A flow is a 5-tuple, such as, src-IP, src-port, dst-IP, dst-port, and protocol. Routers do a hash of the 5-tuple to pick which equal-cost path to use.

Flow Resiliency during Scale-Out/ In

When an SE scale-out occurs, the router is given yet another path to use, and its hashing algorithm can make different choices, as a result disrupting existing flows. To gracefully cope with this BGP-based scale-out issue, NSX Advanced Load Balancer supports resilient flow handling using IP-in-IP (IPIP) tunneling. The following sequence shows how this is done.



Figure 1 shows the virtual service placed on four SEs, with a flow ongoing between a client and SE-A. In figure 2, there is a scale-out to SE-E. This changes the hash on the router. Existing flows get rehashed to other SEs. In this particular example, it is SE-C.



In the NSX Advanced Load Balancer implementation, SE-C sends a flow probe to all other SEs (figure 4). Figure 5 shows SE-A responding to claim ownership of the depicted flow. In figure 6, SE-C uses IPIP tunneling to send all packets of this flow to SE-A.



In figure 7, SE-A continues to process the flow and sends its response directly to the client.

Flow Resiliency for Multi-homed BGP Virtual Service

The flow resiliency is supported when there is a BGP virtual service that is configured to advertise its VIP to more than one peer in the frontend and is configured to advertise SNAT IP associated with virtual service to more than one peer in the backend.

In such a setup, when one of the links goes down, the BGP withdraws the routes from that particular NIC causing rehashing of that flow to another interface on the same SE or to another SE. The new SE that receives the flow tries to recover the flow with a flow probe which fails because of the interface going down.

The problem is seen with both the frontend and the backend flows.

For the frontend flows to be recovered, the flow must belong to a BGP virtual service that is placed on more than one NIC on a Service Engine.

For the backend flows to be recovered, the virtual service must be configured with SNAT IPs and must be advertised through BGP to multiple peers in the backend.



Recovering Frontend Flows

Flow recovery within the same SE:

If the interface goes down, the FT entries are not deleted. If the flow lands on another interface, the flow-probe is triggered which is going to migrate the flow from the old flow table to the new interface where the flow is landed.

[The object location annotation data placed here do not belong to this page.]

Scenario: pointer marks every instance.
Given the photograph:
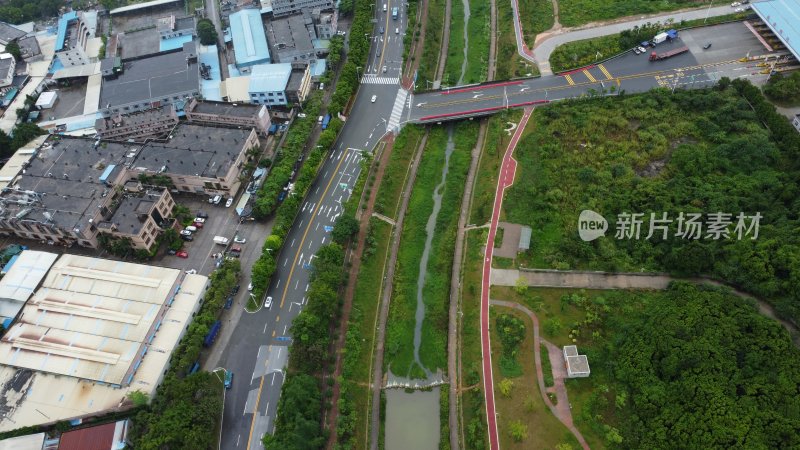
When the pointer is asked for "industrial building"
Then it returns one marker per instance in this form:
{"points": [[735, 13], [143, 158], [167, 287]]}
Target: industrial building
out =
{"points": [[76, 30], [70, 185], [249, 41], [93, 331], [287, 7], [151, 82], [232, 114]]}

The interface down event is reported to the Controller and the Controller removes the VIP placement from the interface. This causes the primary virtual service entry to be reset. If the same flow now lands on a new interface, it triggers a flow-probe, flow-migration if the virtual service was placed initially on more than one interface.

Flow recovery on a scaled-out SE:

If the flow lands on a new SE, the remote flow-probes are triggered. A new flag called Relay will be added to the flow-probe message. This flag indicates that all the receiving interfaces need to relay the flow-probes to other flow-tables where the flow can be there. The flag is set at the sender of the flow-probe when the virtual service is detected as BGP scaled-out virtual service.

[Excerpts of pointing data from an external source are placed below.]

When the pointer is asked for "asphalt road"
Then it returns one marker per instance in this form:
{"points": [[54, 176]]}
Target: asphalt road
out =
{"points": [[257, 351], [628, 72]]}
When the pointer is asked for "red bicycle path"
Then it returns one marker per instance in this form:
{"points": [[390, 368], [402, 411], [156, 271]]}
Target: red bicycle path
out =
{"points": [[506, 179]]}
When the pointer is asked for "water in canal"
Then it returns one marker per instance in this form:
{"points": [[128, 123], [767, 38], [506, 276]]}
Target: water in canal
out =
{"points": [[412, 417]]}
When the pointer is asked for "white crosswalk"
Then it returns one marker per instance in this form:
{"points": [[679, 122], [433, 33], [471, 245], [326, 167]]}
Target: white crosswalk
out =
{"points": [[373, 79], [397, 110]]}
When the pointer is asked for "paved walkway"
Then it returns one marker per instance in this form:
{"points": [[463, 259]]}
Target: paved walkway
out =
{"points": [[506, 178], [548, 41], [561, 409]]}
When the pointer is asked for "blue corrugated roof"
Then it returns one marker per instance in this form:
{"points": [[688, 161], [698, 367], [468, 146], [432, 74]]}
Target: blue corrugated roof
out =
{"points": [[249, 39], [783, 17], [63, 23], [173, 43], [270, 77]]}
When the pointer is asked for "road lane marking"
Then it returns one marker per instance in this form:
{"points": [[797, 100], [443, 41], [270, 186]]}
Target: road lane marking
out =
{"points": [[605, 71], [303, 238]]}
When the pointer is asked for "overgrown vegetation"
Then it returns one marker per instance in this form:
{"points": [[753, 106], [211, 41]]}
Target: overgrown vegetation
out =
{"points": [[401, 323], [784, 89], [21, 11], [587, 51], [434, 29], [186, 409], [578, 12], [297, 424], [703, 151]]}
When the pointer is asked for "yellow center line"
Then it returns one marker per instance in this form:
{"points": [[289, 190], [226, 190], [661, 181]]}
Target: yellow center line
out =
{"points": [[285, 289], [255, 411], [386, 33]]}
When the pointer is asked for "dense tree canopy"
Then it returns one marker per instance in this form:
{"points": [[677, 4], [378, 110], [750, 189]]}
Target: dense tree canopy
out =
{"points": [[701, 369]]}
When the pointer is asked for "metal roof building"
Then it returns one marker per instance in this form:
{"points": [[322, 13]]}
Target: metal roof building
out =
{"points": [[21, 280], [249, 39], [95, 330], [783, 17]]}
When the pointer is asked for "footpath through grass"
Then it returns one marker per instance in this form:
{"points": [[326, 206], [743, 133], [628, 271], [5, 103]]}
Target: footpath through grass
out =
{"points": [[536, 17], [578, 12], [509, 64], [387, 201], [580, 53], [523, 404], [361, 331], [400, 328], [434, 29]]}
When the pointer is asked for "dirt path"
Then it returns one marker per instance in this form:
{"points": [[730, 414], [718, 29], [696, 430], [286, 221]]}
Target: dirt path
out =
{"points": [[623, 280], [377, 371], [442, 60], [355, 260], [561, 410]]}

On the receiving SE, the messages are relayed to the other flow tables resulting in a flow migration. So subsequent flow-probe from the new SE is going to earn a response because the flow now resides on the interface that is up and running.

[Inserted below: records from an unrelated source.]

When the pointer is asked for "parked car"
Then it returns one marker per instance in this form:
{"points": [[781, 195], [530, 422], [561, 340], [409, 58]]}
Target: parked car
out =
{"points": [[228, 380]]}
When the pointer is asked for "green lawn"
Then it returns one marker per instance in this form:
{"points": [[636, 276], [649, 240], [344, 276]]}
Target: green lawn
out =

If there is more than one interface on the flow-probe receiving SE, they will all trigger a flow-migrate.

Recovering Backend Flows

The backend flows can be migrated only if the SNAT IP is used for the backend connection. When multiple BGP peers are configured on the back end, and the servers are reachable through more than one route, SNAT IP is placed on all the interfaces. Also, the flow table entries are created on all the interfaces in the back end.

This result in the flow getting recovered in case an interface fails, and the flow lands on another interface with flow table entry.